Distribuído pela Diamond Films, o lançamento chega aos cinemas brasileiros em 26 de fevereiro, apresentando um protagonista disposto a tudo para mudar de vida.
Uma trama de ambição e vingança
Na história, Becket Redfellow (Powell) é um jovem determinado a conquistar a vida de luxo que sempre sonhou. Para isso, ele cria um plano extremo: eliminar parentes que o impedem de herdar a fortuna do avô. A princípio, a motivação parece justa — vingar a mãe abandonada pela família. Contudo, conforme avança, a sede de poder passa a falar mais alto que seus valores.

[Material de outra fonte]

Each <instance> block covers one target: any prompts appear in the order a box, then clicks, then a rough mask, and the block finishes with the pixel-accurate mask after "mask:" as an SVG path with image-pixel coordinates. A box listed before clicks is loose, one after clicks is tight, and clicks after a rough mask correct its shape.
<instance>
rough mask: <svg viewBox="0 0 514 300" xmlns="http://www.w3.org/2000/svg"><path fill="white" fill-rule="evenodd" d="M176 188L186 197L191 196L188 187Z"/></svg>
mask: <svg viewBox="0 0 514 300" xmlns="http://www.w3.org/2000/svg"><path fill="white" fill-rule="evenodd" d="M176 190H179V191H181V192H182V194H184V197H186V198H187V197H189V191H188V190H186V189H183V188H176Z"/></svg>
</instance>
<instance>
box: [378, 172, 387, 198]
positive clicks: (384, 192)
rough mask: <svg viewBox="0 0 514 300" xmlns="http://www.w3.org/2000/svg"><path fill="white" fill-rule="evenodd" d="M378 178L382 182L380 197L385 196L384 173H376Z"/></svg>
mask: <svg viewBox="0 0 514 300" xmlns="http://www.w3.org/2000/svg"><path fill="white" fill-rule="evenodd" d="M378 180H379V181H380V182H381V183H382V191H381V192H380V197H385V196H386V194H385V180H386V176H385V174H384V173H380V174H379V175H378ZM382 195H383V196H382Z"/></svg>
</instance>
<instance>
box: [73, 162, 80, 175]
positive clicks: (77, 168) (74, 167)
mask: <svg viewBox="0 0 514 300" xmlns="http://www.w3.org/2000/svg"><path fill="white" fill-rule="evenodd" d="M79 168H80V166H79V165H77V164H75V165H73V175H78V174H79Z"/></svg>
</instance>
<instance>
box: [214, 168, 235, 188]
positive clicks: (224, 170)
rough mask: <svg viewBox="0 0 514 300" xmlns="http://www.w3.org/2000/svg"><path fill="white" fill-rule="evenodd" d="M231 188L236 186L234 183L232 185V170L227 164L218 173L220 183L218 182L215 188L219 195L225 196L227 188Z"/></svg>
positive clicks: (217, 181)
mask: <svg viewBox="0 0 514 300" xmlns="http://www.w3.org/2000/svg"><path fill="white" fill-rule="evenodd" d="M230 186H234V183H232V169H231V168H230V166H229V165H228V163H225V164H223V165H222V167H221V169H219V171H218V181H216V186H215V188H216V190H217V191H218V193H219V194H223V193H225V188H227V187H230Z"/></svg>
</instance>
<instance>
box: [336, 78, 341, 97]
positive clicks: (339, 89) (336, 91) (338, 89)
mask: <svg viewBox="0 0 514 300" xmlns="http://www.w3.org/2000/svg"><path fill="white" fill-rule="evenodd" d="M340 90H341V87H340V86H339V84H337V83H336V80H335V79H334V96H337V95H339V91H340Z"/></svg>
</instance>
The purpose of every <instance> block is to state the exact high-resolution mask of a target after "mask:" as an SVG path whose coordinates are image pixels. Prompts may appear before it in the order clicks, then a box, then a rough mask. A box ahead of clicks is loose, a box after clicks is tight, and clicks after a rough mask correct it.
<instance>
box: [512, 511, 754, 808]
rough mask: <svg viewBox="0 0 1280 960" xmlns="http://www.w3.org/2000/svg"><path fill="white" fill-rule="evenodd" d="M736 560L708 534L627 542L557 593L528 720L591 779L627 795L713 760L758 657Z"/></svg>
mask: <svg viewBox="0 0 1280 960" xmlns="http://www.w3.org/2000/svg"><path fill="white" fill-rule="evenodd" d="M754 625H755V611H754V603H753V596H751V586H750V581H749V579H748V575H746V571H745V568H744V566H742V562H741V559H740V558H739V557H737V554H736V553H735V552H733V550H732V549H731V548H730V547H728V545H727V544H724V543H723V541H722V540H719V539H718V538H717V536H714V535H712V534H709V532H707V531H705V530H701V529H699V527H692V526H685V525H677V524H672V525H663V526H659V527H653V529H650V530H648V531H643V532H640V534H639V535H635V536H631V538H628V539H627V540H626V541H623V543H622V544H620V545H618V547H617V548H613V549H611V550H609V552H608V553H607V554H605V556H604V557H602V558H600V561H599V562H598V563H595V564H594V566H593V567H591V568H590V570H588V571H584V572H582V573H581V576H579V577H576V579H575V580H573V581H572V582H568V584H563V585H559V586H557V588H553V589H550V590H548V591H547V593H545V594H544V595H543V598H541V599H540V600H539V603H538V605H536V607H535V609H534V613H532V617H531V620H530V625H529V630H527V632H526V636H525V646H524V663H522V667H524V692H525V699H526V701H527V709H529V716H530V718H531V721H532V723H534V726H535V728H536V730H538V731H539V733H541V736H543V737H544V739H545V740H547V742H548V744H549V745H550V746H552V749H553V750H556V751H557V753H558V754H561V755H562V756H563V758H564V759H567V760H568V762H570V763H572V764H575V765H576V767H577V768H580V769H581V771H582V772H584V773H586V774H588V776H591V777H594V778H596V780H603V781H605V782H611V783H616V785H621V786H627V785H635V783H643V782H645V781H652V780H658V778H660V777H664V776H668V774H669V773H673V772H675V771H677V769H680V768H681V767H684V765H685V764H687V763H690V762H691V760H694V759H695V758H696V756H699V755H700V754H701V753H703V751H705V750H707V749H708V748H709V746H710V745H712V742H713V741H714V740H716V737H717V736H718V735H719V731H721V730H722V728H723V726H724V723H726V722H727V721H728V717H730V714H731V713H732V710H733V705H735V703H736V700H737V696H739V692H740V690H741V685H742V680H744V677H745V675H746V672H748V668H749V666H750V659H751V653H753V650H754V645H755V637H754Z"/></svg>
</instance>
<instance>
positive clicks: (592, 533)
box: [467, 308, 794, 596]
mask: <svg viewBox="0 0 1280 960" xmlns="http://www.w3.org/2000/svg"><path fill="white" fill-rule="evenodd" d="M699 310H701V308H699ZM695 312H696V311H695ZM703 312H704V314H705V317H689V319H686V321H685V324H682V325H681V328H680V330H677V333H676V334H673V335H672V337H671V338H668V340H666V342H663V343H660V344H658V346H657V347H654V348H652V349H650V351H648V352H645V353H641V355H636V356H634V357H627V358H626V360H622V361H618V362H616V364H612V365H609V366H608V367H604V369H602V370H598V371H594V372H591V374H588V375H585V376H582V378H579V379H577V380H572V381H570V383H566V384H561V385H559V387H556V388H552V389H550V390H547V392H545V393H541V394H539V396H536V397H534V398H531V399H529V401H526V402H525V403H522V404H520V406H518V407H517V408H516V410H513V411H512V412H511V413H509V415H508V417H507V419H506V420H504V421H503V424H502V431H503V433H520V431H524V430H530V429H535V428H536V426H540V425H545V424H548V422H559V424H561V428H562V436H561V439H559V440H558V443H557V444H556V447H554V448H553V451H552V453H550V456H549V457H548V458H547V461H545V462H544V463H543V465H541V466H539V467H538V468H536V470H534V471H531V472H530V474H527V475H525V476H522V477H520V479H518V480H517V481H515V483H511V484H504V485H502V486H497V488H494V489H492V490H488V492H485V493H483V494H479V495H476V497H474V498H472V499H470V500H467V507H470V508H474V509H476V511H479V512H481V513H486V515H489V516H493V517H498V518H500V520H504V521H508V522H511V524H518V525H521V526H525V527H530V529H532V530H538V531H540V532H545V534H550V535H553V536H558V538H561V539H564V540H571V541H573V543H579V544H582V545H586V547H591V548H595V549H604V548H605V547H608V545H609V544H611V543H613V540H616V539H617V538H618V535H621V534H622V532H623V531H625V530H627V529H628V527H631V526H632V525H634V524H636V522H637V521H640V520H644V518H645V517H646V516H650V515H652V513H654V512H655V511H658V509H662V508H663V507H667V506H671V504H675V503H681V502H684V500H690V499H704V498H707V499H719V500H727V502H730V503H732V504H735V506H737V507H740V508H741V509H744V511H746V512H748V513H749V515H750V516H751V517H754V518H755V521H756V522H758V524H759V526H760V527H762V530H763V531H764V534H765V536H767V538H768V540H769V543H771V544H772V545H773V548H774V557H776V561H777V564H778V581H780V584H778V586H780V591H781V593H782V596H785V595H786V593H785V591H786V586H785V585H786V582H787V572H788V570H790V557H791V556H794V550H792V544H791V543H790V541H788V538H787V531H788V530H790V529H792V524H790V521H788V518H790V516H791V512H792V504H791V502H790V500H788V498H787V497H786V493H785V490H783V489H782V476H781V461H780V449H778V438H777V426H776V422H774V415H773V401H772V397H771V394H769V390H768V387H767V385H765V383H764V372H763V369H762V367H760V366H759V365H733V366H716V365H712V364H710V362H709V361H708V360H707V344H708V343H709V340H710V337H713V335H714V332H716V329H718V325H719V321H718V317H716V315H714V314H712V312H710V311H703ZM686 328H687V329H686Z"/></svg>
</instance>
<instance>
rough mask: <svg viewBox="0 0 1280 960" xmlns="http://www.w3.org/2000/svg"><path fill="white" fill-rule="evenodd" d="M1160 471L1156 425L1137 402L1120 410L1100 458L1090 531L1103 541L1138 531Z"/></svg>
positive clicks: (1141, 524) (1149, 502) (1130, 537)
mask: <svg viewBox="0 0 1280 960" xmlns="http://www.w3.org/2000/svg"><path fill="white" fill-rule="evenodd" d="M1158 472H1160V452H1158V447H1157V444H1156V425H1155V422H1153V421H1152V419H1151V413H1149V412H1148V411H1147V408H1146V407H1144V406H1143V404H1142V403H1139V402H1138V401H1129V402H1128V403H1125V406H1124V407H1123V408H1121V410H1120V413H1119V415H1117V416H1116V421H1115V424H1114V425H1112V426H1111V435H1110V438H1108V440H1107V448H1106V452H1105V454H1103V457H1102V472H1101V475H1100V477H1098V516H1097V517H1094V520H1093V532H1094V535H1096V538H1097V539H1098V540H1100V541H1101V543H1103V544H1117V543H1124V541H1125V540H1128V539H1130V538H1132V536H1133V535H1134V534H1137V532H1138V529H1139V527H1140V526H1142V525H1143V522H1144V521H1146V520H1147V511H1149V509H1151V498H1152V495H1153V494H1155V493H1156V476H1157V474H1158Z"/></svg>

Assim, o longa constrói um anti-herói carismático e questionável, levando o público a refletir se ainda é possível torcer por ele.
Inspiração clássica e crítica social
O roteiro se inspira livremente em As Oito Vítimas, obra do cineasta Robert Hamer, para explorar como a riqueza influencia comportamentos. Segundo Ford, um dos pontos mais fascinantes foi mostrar diferentes versões de poder financeiro e o impacto que elas causam nas pessoas.
Por exemplo, enquanto um primo usa o sobrenome para obter status artístico, outro constrói influência como líder religioso. Dessa forma, Manual Prático da Vingança Lucrativa transforma parentes detestáveis em peças essenciais de sua sátira.
Elenco de peso reforça a narrativa
Além de Powell, o elenco reúne nomes reconhecidos como Bill Camp, visto em The Mastermind, e também Ed Harris (Love Lies Bleeding), Margaret Qualley (A Substância), Topher Grace (Infiltrado na Klan), Jessica Henwick (Matrix Resurrections) e Zach Woods (Avenue 5).
Com isso, o filme ganha múltiplas camadas de atuação, ampliando o tom satírico e o impacto dramático.
Humor perverso e provocação moral
Para Powell, a produção foge totalmente da ideia tradicional de vingança fria. Segundo o ator, trata-se de um thriller divertido, provocador e cheio de energia. Portanto, o longa aposta na ironia para transformar o espectador em cúmplice da jornada de Becket, fazendo-o questionar até onde iria por dinheiro e status.